What are some trends you see in AI upskilling, and education?
DD: There are a few trends that’s shaping how AVPN is thinking about the Phase 3 of the AI Opportunity Fund and each of them points to the same direction – AI literacy needs to go deeper, reach earlier, and account for who is actually being left out of the conversation.
- The shift from tool adoption to AI fluency
Optimism about AI in education is high . A recent Google research shows 77% of educators and 79% of university students believe learners will benefit from AI. Yet a massive gap exists in formal training. Students are adopting these tools, but schools are asking for the frameworks to catch up.
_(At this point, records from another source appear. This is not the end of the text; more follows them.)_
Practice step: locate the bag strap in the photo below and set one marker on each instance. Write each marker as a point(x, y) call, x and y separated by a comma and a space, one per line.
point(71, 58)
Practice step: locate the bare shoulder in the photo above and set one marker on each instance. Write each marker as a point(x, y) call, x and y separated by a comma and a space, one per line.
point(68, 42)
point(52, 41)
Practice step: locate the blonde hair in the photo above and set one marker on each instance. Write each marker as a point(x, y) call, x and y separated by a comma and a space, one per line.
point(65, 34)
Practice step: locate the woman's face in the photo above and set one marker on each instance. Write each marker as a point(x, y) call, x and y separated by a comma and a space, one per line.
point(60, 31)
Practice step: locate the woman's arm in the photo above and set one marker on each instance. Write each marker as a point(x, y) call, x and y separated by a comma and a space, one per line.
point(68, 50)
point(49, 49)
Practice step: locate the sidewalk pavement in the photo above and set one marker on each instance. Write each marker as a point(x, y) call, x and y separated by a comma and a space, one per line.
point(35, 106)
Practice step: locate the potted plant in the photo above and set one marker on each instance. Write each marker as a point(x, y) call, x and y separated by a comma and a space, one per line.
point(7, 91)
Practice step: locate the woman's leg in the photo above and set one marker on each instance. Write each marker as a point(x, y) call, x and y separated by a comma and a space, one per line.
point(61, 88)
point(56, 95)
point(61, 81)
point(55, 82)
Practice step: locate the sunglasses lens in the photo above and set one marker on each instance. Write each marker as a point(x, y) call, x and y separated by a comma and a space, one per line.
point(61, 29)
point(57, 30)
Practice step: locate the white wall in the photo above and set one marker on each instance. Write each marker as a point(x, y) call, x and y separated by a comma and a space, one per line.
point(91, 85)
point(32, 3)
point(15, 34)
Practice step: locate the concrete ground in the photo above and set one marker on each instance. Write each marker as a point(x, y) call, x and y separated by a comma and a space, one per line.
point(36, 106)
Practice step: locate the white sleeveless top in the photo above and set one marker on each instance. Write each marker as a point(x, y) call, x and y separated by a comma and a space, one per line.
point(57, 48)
This is why Phase 3 of the AI Opportunity Fund moves beyond introducing workers to AI tools and focuses on building AI confidence, creativity, and critical thinking from the start of the talent pipeline. The programme positions it as a new form of foundational literacy, one that every learner, educator, and enterprise needs to participate fully in the next decade of economic and social change. The expansion is expected to benefit more than 4.7 million people in education across the region, working through educators who can embed AI fluency into everyday learning rather than treating it as a separate subject. - Governments are formalizing AI skilling infrastructure, and the question is how policy translates into delivery
Across the region, national AI programmes are scaling up. Singapore’s National AI Impact Programme, launched in March 2026, aims to support 10,000 enterprises and train 100,000 workers to be ‘AI bilingual’ – combining domain expertise with practical AI skills – by 2029. This signals that the Singapore government is moving beyond basic digital literacy toward workers who can apply AI within their own field and redesign how they work.
But well-designed national strategies face real challenges in reaching workers on the ground. The workers who most need AI skilling, especially those in small businesses, informal employment, or lower-education segments, are typically the furthest from the formal training infrastructure that national programmes are built around. Reaching them requires more than good policy design. It requires locally embedded delivery – partners with community trust, content in local languages, and training built around how people actually work rather than how a national curriculum imagines they do.
AVPN’s AI Skilling Policy Toolkit is designed to support this translation at a regional level. It is built on insights from our AI for All report and engagements with policymakers across Asia Pacific. They then inform design principles for effective AI skilling into actionable policy considerations and implementation pathways that governments can act on through the skill development cycle. The goal is to provide a common reference point that helps governments move beyond isolated pilots toward coordinated, region-wide approaches. - The MSME gap is becoming harder to ignore
96% of Asia Pacific’s companies are MSMEs, employing between 50 and 80% of the local workforce. Yet they remain systematically underserved by most AI skilling initiatives, which are designed for larger organizations with dedicated HR and training functions.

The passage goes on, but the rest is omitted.